In India, we have about 500 people. Globally, we have about 1,000 to 1,200 employees. Among them, about 20-30% of our people have already adopted those tools. Those who adopted these tools reported a 10% improvement in productivity. It’s too early for multiple use cases and there are a few obvious ones because the blinking cursor in the development environment is the enemy of progress in a developer's world. So, we see employees using AI to write your code or using it as a co-pilot to write code. And we're seeing more and more AI-powered code check-ins.
With every major technology, ethics must be properly defined, the right tools must be adopted to ensure compliance with ethics, and the right governance mechanisms must be in place. The area that I am most focused on is making sure we have the right tools. For example, AI monitoring allows customers to measure AI's responsible and secure ethical use to build customer-facing experiences.

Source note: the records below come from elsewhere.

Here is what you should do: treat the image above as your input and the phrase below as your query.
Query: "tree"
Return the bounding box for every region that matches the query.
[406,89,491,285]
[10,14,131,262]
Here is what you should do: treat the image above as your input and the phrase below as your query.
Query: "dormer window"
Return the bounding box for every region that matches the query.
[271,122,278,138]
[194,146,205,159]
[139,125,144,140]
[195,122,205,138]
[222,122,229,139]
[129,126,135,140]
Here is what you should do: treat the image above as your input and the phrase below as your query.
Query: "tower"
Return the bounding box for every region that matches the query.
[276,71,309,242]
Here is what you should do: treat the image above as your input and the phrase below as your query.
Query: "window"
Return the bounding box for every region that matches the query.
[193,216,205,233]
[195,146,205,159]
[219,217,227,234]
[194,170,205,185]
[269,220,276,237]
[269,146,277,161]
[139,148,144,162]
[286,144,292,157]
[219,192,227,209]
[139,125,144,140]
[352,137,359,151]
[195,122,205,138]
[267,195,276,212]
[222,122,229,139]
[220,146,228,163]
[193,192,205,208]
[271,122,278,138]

Well, I imagine a completely AI-powered observability platform. I think we’re going to call it an intelligent observability platform. It's going to be the next generation of what observability is today. You'll see it will be easier for every user of New Relic to get value using AI. It will be possible for our customers to ensure AI-powered experiences are responsibly serving their customers and business needs. And we're going to go from reactive to preventive.
So, the first thing is that a level of AI and data literacy is required. I wish I were a student today to go back and play with all the existing options and see what I can build with the available tools. Tw2o to three decades ago, what we could do was very slow, and what’s possible today is incredible. Anybody can do anything. And I hope that inspires people to build unique software and product experiences. It requires people to dive in and get involved immediately, not just with AI tools that are the shiny object, but understand the whole software development lifecycle.